Wer schon Bücher von Jesper Juul gelesen hat, weiß, wie groß sein Respekt Kindern gegenüber ist. Nie ist bei ihm die Rede von irgendwelchen Bestrafungs- oder Belohnungssystemen wie dem stillen Stuhl oder dem Punktesammeln. Seine Haltung ist vielmehr, dass Kinder es in den allermeisten Fällen ihren Eltern recht machen wollen. Und wenn ein Kind um sich tritt, ist es häufig ein Anzeichen dafür, dass es mit einer bestimmten Situation nicht zurechtkommt, sein Unbehagen aber nicht in Worte fassen kann.

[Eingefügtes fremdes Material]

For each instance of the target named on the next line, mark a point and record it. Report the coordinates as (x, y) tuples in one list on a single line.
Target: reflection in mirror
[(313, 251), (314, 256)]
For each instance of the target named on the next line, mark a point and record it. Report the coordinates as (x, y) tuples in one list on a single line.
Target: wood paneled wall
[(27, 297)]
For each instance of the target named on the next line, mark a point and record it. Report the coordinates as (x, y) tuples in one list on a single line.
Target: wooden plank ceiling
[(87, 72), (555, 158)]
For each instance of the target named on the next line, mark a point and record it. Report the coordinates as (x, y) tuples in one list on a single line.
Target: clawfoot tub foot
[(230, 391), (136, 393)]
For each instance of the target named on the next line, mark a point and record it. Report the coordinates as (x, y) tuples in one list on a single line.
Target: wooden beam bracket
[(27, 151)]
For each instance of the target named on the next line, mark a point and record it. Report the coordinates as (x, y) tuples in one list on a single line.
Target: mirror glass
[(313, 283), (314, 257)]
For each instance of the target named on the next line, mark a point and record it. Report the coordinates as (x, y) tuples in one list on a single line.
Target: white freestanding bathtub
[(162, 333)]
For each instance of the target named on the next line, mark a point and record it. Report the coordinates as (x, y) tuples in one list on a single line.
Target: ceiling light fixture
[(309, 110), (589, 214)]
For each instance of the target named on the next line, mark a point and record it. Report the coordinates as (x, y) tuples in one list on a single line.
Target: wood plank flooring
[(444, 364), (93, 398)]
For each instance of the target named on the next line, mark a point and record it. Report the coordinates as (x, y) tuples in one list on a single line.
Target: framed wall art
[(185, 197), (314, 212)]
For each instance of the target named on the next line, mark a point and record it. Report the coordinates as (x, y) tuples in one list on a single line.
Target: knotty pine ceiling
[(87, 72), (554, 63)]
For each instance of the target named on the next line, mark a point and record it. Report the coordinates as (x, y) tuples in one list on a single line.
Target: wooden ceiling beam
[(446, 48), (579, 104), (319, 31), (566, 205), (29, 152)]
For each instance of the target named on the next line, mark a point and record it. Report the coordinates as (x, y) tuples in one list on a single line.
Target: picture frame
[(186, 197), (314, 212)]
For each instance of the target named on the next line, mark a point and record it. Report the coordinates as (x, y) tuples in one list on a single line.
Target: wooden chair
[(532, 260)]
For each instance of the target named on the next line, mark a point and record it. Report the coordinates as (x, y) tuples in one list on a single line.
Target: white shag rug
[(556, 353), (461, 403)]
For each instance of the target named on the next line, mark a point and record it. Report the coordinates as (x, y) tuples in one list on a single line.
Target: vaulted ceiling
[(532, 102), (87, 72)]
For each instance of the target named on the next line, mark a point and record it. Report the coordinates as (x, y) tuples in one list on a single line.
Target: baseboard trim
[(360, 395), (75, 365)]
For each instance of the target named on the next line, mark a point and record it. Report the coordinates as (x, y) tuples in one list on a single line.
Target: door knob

Wer miteinander spricht, kommt weiter, behauptet Jesper. Und dabei ist es gar nicht so entscheidend, dass das Kind jedes einzelne Wort versteht, das seine Eltern sagen. In den meisten Fällen genügt es, dass es erkennt, wie sehr sich Mama und Papa darum bemühen, das Zusammenleben zu erleichtern. »Redet mit eurem Kind, als würdet ihr mit einem Freund sprechen«, mahnt Jesper und meint damit, dass die Eltern den pädagogischen Unterton über Bord werfen und sich stattdessen darauf konzentrieren sollen, ihre wahren und aufrichtigen Gefühle zu zeigen. Auf diese Authentizität kommt er oft zu sprechen. Es gibt keinen Mutter- oder Vatermantel, der jedem passt. Nur weil man Eltern geworden ist, verändert sich nicht die eigene Persönlichkeit, und man muss auch nicht anders sprechen oder gar denken, nur weil die Familie größer geworden ist.

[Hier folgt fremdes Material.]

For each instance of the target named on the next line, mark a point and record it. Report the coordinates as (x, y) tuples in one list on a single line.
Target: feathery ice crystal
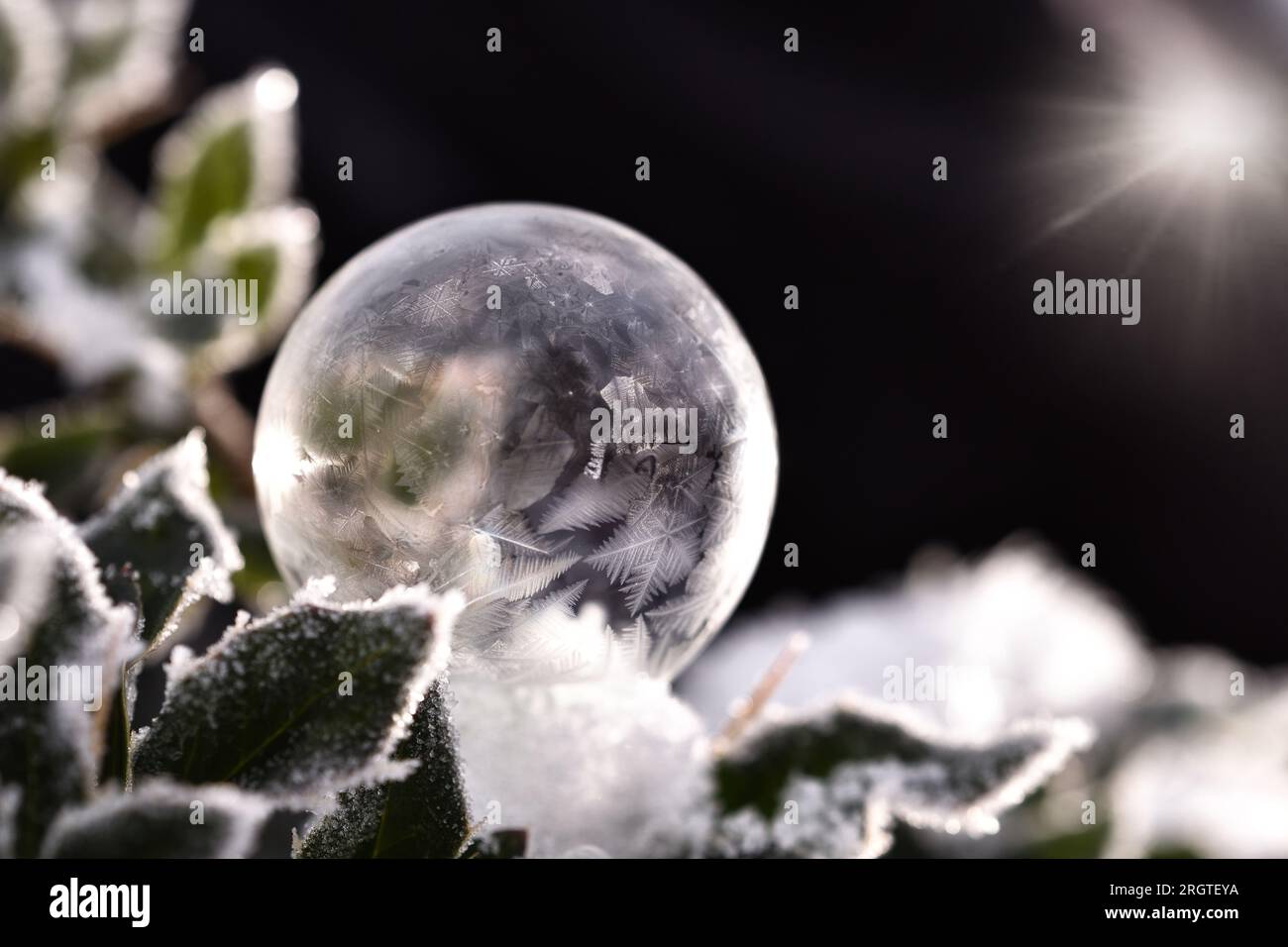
[(537, 406)]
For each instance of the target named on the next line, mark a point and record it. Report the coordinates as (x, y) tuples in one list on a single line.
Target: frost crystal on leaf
[(50, 746), (833, 781), (160, 819), (310, 698), (165, 528), (421, 815), (1008, 638), (599, 763)]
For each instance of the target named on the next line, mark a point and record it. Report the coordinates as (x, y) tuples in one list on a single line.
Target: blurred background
[(768, 169)]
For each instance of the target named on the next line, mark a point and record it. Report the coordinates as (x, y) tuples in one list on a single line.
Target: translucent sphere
[(536, 406)]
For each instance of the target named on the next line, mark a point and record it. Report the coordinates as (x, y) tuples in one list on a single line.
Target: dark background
[(915, 296)]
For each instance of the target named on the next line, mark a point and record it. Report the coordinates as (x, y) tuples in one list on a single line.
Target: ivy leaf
[(424, 815), (161, 819), (236, 151), (64, 630), (850, 770), (312, 698), (163, 526)]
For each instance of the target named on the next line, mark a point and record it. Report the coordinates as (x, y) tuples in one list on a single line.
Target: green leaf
[(500, 843), (71, 466), (33, 53), (424, 815), (312, 698), (236, 151), (163, 526), (269, 253), (11, 796), (60, 625), (848, 771), (161, 819), (120, 63)]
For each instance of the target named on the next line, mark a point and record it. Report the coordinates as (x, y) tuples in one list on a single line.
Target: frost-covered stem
[(231, 429), (746, 709)]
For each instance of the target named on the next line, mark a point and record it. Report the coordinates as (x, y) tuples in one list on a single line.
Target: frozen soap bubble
[(540, 407)]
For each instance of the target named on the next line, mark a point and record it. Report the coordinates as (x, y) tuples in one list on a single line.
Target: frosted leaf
[(60, 308), (235, 151), (423, 815), (848, 771), (1214, 783), (498, 843), (277, 248), (50, 746), (159, 819), (969, 647), (123, 59), (269, 709), (600, 763), (34, 63), (165, 528)]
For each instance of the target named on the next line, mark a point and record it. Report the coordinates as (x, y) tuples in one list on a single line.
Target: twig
[(748, 707)]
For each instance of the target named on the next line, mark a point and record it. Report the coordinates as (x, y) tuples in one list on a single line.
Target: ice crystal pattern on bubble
[(469, 459)]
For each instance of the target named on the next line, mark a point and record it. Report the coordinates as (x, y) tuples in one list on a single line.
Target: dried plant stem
[(748, 707)]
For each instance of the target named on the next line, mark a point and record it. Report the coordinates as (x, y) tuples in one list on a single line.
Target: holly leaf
[(161, 819), (233, 153), (163, 526), (500, 843), (60, 633), (424, 815), (832, 783), (120, 60), (312, 698), (269, 254)]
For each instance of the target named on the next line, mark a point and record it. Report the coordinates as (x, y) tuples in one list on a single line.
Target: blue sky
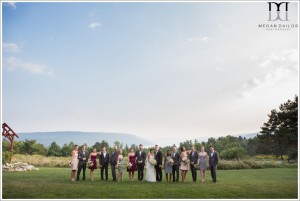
[(171, 71)]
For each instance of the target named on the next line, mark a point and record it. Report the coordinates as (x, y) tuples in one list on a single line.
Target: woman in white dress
[(151, 172)]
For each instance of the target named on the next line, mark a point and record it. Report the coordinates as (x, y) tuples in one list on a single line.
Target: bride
[(151, 172)]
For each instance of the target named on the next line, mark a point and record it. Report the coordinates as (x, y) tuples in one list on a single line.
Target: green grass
[(246, 183)]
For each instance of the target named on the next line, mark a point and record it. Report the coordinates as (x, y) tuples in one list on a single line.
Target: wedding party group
[(139, 160)]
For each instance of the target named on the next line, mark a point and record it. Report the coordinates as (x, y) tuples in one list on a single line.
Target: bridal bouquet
[(186, 161), (152, 161)]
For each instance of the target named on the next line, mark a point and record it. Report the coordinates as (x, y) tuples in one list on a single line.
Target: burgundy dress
[(93, 158), (133, 162)]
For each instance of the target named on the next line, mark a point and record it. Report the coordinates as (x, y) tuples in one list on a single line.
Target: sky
[(162, 71)]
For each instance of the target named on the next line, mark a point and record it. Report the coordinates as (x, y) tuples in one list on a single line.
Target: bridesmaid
[(203, 159), (168, 166), (93, 156), (120, 162), (131, 159), (184, 164), (74, 162)]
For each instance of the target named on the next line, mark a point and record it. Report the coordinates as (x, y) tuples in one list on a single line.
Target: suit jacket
[(102, 160), (113, 158), (176, 158), (158, 158), (139, 157), (193, 157), (82, 155), (213, 159)]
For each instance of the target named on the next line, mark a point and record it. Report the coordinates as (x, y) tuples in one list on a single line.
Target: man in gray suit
[(213, 162), (82, 156), (113, 162), (175, 166), (193, 156)]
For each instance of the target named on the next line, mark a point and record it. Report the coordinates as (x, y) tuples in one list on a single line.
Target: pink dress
[(93, 158), (133, 162)]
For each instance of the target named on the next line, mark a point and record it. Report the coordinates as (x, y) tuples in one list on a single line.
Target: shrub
[(5, 157), (233, 153)]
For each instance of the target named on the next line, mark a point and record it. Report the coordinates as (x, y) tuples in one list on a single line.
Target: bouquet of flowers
[(186, 161), (152, 161)]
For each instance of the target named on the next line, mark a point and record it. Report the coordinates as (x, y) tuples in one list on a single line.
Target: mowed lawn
[(247, 183)]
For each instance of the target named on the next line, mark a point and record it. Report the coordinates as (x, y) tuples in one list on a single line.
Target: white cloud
[(197, 39), (10, 47), (279, 67), (95, 25), (11, 4), (289, 56), (34, 68)]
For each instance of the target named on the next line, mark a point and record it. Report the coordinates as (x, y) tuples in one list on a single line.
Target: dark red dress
[(133, 162)]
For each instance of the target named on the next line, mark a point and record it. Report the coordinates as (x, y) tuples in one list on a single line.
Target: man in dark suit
[(104, 161), (175, 167), (158, 166), (193, 156), (113, 162), (82, 156), (140, 157), (213, 162)]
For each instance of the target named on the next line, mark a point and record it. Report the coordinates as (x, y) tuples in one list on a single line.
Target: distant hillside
[(62, 137), (243, 135), (247, 135)]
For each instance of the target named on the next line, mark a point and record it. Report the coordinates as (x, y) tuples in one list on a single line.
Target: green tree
[(28, 146)]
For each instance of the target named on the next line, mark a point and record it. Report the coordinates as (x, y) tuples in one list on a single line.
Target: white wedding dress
[(151, 172)]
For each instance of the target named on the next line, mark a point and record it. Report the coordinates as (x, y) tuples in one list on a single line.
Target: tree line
[(278, 136)]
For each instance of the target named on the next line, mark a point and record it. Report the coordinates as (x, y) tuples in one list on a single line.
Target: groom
[(158, 166), (140, 157)]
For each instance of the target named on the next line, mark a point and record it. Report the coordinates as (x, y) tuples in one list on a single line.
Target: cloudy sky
[(163, 71)]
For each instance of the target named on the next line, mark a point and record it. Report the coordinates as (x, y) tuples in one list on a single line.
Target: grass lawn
[(246, 183)]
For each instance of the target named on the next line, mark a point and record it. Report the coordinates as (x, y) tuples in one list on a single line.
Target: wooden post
[(10, 134)]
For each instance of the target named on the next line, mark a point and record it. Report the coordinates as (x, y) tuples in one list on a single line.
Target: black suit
[(104, 161), (193, 156), (158, 158), (113, 163), (175, 167), (82, 156), (140, 161), (213, 162)]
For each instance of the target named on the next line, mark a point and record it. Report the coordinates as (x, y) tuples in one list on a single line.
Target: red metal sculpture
[(10, 134)]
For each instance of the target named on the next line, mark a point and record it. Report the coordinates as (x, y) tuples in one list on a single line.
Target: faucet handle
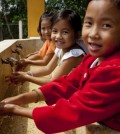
[(19, 46)]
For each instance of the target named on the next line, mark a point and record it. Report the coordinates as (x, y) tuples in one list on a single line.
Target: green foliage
[(11, 12), (77, 5)]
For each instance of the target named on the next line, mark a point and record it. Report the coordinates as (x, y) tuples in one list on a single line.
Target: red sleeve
[(63, 87), (99, 99)]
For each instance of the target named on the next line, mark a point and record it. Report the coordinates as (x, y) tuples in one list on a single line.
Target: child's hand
[(6, 109), (15, 78), (19, 77), (21, 65)]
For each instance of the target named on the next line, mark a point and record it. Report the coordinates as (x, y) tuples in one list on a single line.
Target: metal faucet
[(11, 61), (19, 46)]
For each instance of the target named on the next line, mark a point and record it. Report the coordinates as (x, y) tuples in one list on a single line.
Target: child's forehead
[(103, 8)]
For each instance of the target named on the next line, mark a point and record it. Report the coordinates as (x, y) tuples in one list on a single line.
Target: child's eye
[(87, 23), (65, 32), (54, 31), (106, 26)]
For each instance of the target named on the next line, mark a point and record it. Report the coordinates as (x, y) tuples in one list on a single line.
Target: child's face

Im Laufe der Jahre haben wir viele Leserbriefe erhalten. Die meisten waren enorm positiv, viele haben ihre eigenen Probleme in den Beispielen wiedererkannt und wollten ihre persönliche Version erzählen. Andere hatten das Bedürfnis, den Familien Mut zuzusprechen und Jesper Juul für seinen Rat zu danken. Aber es gab auch kritische Stimmen, die Jespers Verhalten den Eltern gegenüber in einigen Fällen zu hart fanden.

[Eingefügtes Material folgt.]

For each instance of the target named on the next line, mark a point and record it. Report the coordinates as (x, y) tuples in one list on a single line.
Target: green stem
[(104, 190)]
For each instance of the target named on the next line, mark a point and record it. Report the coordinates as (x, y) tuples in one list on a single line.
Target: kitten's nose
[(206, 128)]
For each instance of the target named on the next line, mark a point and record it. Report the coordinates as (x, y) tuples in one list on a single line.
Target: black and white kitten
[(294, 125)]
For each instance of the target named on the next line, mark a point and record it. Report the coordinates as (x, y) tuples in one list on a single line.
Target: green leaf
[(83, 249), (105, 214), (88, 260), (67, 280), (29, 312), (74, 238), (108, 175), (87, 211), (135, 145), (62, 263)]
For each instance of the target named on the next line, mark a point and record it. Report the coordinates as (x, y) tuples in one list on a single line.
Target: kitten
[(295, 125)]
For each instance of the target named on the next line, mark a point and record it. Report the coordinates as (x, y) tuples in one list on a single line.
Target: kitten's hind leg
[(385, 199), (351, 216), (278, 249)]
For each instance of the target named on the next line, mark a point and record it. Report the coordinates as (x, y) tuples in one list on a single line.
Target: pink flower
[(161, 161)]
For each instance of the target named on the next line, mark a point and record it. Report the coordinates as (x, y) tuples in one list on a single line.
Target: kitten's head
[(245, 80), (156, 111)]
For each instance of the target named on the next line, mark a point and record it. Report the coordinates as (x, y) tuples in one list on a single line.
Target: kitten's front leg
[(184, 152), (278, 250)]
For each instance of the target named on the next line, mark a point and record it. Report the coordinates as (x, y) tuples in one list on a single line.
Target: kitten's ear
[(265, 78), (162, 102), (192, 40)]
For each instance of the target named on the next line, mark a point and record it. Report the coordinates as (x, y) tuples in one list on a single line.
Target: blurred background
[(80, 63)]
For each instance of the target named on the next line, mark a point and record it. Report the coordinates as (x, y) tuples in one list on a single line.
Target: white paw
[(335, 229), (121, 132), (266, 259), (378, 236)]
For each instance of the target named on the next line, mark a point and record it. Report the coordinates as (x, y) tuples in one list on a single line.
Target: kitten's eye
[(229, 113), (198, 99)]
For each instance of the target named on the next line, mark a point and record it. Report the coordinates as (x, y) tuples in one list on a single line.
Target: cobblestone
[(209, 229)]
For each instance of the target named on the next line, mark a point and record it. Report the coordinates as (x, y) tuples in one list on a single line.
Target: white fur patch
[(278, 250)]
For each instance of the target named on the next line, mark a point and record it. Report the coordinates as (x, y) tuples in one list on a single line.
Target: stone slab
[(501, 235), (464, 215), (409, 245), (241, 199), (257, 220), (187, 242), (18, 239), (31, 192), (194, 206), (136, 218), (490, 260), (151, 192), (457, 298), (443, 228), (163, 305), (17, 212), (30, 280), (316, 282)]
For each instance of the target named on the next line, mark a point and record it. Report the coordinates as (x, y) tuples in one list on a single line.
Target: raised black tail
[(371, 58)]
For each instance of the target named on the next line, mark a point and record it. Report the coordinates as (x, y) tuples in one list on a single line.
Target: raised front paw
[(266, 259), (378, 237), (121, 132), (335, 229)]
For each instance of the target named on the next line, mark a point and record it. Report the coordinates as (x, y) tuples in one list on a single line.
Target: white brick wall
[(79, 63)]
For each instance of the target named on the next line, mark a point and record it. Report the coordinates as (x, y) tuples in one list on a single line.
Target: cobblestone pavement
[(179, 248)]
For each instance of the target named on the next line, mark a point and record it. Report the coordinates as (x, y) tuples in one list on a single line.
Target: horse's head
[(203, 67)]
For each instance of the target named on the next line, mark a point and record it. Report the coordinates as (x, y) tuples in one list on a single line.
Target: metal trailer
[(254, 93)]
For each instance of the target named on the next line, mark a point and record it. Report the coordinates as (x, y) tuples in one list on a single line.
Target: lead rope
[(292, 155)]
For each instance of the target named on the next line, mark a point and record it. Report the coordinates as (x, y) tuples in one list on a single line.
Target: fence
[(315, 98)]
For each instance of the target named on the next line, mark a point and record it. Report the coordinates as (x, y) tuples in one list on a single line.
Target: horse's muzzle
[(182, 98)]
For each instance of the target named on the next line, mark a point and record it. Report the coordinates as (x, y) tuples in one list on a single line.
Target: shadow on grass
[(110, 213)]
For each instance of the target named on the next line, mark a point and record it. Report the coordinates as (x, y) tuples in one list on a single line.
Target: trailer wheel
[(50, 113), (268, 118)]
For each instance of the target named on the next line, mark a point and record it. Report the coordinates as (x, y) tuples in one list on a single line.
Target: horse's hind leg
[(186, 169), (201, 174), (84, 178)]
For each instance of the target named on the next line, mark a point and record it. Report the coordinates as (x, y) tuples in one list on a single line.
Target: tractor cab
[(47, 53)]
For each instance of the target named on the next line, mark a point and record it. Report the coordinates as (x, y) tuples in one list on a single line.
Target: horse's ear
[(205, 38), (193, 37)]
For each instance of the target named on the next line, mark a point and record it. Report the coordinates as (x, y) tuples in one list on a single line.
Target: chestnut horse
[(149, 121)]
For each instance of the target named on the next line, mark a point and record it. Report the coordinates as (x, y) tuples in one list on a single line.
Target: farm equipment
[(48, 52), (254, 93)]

In vielen der Coachingsitzungen hatte Jesper Juul einen der Elternteile dazu aufgefordert, Verantwortung für die eigenen Wünsche zu übernehmen. Sich seiner Wünsche klar zu werden und sie in einer Weise zu formulieren, dass der Partner sie verstehen kann. »Aber das habe ich doch schon tausendmal gesagt!«, beschwerte sich zum Beispiel ein Elternteil im Laufe des Gesprächs. »Sag es noch einmal, aber anders! Sag, was du haben willst!«, forderte Jesper Juul dann auf. Und siehe da, beim 1001. Mal ging dem Partner endlich ein Licht auf. »Ich habe nie verstanden, dass du es so gemeint hast!«
Manchmal hätte ich persönlich – und wie sich anhand der Leserbriefe zeigte, die unsere Redaktion überschwemmten, ging es auch anderen Lesern so – mir gewünscht, Jesper Juul hätte sich die eine oder andere...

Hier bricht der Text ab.